The ministry added: "Investigations revealed that there was a systemic failure in Shell's oversight to check for compatibility of different work activities carried out within the same vicinity at the same time.

"The hot works and cold works carried out by the two groups of workers in the same vicinity were not coordinated, thus creating a situation where flammable vapours generated by the cold works were ignited by sparks from the hot works."

In a statement, MOM's director of the Major Hazards Department Go Heng Huat said that the refinery, as a major hazard installation, must properly manage safety and risk-control measures.

Mr Go added: "The lives of workers and the public could have been put at risk because adequate control measures were not properly implemented. Even though there was no loss of life in this case, the potential for more severe consequences was evident.

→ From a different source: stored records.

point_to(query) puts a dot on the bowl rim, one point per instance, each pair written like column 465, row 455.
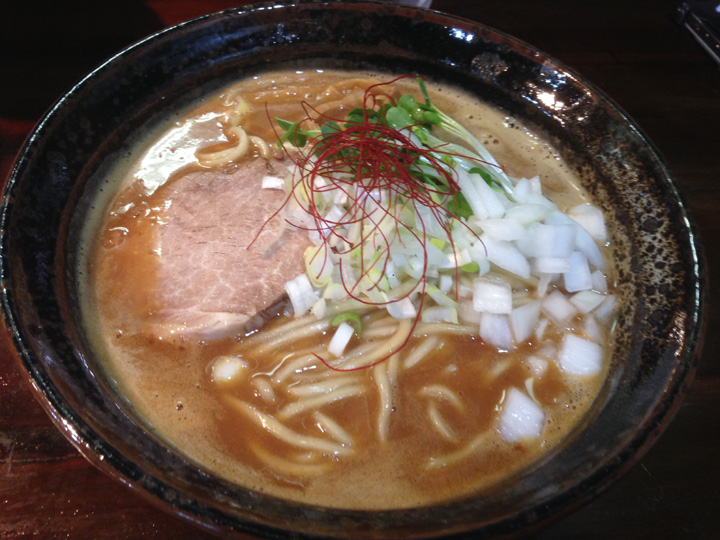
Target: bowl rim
column 90, row 443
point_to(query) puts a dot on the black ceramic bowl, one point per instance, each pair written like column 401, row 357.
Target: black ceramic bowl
column 54, row 180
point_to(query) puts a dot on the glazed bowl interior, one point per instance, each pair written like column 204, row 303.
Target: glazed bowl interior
column 59, row 175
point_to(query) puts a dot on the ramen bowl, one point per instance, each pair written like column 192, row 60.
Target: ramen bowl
column 59, row 174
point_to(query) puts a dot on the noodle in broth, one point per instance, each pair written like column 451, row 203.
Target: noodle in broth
column 409, row 413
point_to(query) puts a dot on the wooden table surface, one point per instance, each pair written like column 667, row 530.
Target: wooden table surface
column 633, row 50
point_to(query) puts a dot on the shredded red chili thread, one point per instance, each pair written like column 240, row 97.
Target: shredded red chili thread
column 372, row 164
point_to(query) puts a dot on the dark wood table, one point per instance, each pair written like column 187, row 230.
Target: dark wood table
column 632, row 50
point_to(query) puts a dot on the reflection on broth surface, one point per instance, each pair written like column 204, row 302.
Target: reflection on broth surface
column 466, row 337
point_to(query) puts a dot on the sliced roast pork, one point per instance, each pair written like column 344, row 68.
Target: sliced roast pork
column 211, row 282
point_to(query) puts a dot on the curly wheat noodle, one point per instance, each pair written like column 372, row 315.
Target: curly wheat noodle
column 287, row 467
column 226, row 155
column 315, row 402
column 282, row 432
column 315, row 388
column 382, row 380
column 439, row 423
column 380, row 350
column 442, row 393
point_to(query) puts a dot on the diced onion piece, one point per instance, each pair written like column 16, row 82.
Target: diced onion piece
column 537, row 365
column 441, row 299
column 495, row 330
column 586, row 301
column 456, row 259
column 535, row 186
column 492, row 296
column 319, row 308
column 579, row 356
column 592, row 329
column 577, row 277
column 558, row 308
column 521, row 190
column 526, row 214
column 599, row 281
column 467, row 314
column 504, row 255
column 521, row 417
column 551, row 240
column 227, row 368
column 585, row 244
column 551, row 265
column 503, row 229
column 544, row 283
column 541, row 327
column 445, row 284
column 524, row 319
column 301, row 294
column 591, row 219
column 272, row 182
column 340, row 339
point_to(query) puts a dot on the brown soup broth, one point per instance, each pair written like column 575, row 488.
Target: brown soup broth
column 168, row 382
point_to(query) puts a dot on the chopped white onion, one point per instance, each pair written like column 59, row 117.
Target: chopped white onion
column 504, row 255
column 340, row 339
column 524, row 319
column 492, row 296
column 599, row 281
column 579, row 356
column 592, row 329
column 586, row 301
column 301, row 294
column 541, row 327
column 551, row 240
column 495, row 330
column 577, row 277
column 503, row 229
column 272, row 182
column 226, row 368
column 558, row 308
column 551, row 265
column 520, row 418
column 591, row 219
column 537, row 365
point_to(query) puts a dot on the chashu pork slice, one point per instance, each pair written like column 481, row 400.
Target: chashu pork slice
column 210, row 281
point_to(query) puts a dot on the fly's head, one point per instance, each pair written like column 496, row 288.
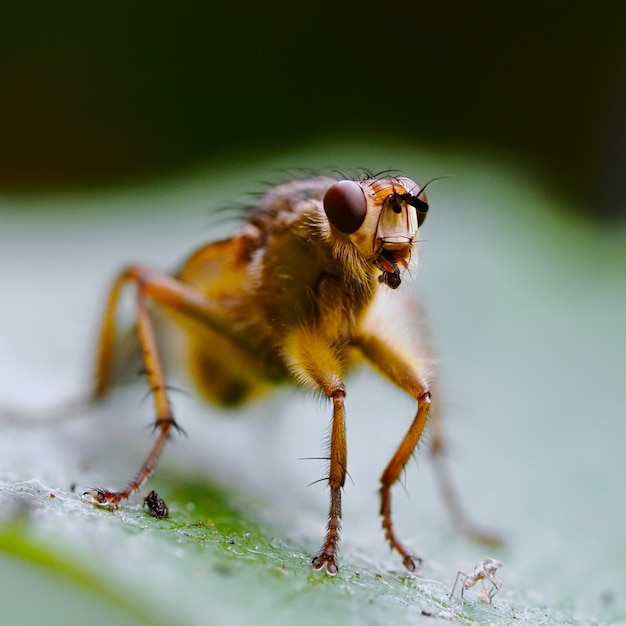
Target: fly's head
column 381, row 217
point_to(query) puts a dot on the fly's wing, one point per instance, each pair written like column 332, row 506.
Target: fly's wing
column 227, row 363
column 397, row 318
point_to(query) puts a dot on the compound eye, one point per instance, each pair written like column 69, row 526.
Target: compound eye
column 345, row 206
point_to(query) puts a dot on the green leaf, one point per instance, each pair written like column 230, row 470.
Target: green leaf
column 526, row 304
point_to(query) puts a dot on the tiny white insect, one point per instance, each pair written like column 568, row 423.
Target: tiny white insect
column 484, row 570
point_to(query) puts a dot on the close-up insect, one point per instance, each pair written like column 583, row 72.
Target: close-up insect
column 305, row 289
column 484, row 571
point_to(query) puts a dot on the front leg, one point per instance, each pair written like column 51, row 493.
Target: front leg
column 314, row 362
column 407, row 376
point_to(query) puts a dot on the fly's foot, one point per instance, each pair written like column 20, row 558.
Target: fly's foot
column 412, row 563
column 326, row 559
column 103, row 498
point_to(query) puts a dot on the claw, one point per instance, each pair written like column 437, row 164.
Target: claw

"MOM will continue to strengthen its enforcement of companies' workplace safety and health practices, including prosecution when there have been infringements that put the lives of workers at risk."

Shell said yesterday: "Since the incident in August 2015, we have extended our full cooperation to the relevant authorities, learnt from the incident and implemented improvements across our site.

"Incidents like this are unacceptable and we are committed - at all levels of our organisation - to continuously strive towards an incident-free workplace."


INADEQUATE CONTROL MEASURES

The lives of workers and the public could have been put at risk because adequate control measures were not properly implemented. Even though there was no loss of life in this case, the potential for more severe consequences was evident.

MR GO HENG HUAT, Ministry of Manpower's director of the Major Hazards Department.